= Alejandro González Velázquez =

Spanish painter

Alejandro González Velázquez (27 February 1719 – 1772), was a Spanish late-Baroque architect and painter.

Velázquez was born in Madrid into a family of artists; his father Pablo González Velázquez and brothers Luis and Antonio were all painters. He studied painting at the School Board for the establishment of the Real Academia de Bellas Artes de San Fernando, and trained at the Italian technique quadratura. In collaboration with his brother Luis he painted wall decorations of numerous churches in Madrid, including the chapel of Santa Teresa in the Convent of San Hermenegildo, the parish of San José, and the church of the Bernardine nunnery of Sacramento. In 1652, he was officially named deputy director of architecture for the Academy. The following year, returning Antonio from Italy, the three brothers were responsible for the frescoes of the dome and pendentives of the Convent of the Salesians Royals led by Corrado Giaquinto. Specializing in ornamental painting in 1766 he was appointed director of the new section of Perspective at the Academy.

As an architect, Velázquez provided the plans for the redevelopment of the Church of Bernardine nunnery Vallecas, taking charge himself from the traces of its altarpieces, and also traces of the altarpiece of the church of Alpajés in Aranjuez, where he collaborated again with Santiago Bonavía, and the Justinian nuns of Cuenca, where he also was responsible for the overall plans of the temple and the painting of their vaults.

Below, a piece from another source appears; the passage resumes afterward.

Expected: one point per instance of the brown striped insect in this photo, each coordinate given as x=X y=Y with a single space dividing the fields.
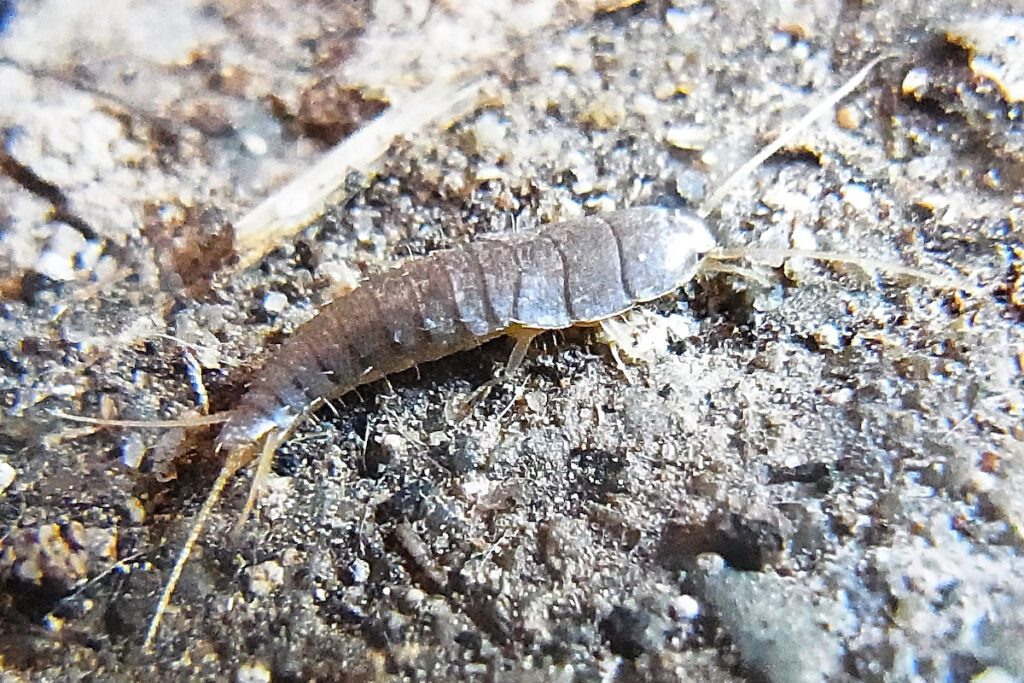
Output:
x=579 y=272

Among his disciples was his son José Antonio, the first director of architecture at the Academy of San Carlos in Mexico.

==External links and references==
- Cean Bermudez, John Augustine, Historical Dictionary of the most distinguished teachers of the Fine Arts in Spain, Madrid, 1800, vol. 2, p. 218.
- Pastor Gutierrez, Ismael, "Portrait of Luis Gonzalez Velazquez ', Yearbook of the Department of History and Theory of Art, No. 1, 1989, p. 139-146.